İstanbul Sözleşmesi savunulup, imzalanırken AKP “demokrasiye” oynuyordu ve AB ile ilişkileri, en azından görüntüde geliştirmeye çalışıyordu. “Demokrasi” oyununda kaybetmeye başlayınca AKP’nin faşizan, dinci-gerici gerçek yüzü öne çıkmaya başladı.

  • Haber
  • |
  • Güncel
  • |
  • 05 Ağustos 2020
  • 09:02

Süleyman Demirel’in “dün dündür bugün bugündür” sözü 18 yıllık AKP iktidarında “kandırıldık” sosuna bandırılarak kaba riyakarlığın dorukları fethedildi/fethediliyor.
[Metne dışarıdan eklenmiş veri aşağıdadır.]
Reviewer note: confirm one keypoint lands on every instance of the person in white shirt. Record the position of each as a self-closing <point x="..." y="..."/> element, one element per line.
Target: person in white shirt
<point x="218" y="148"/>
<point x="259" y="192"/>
Fethullah hocalarına neredeyse tapanlar, iktidar ve rant paylaşımı kavgasına tutuşunca “kandırılma” virajından dönerek ilahlarını terörist ilan ettiler. Dün taptıkları ‘hoca efendi’yi bugün terörist diye pazarlamak için “kandırıldık” safsatasını piyasaya sürdüler. Ancak başkaları bir yana, kendileri dahi bu ortaya attıkları zırvalara inanmıyor.  

İstanbul Sözleşmesi için de benzeri bir durum söz konusu. Kandırıldık safsatası burada işe yaramayacağı için kullanılmıyor.

Çünkü İstanbul Sözleşmesi 11 Kasım 2011'de dönemin Başbakanı Tayyip Erdoğan'ın imzası ile TBMM'ye sunulmuş 13 gün sonra da kanunlaşmıştı.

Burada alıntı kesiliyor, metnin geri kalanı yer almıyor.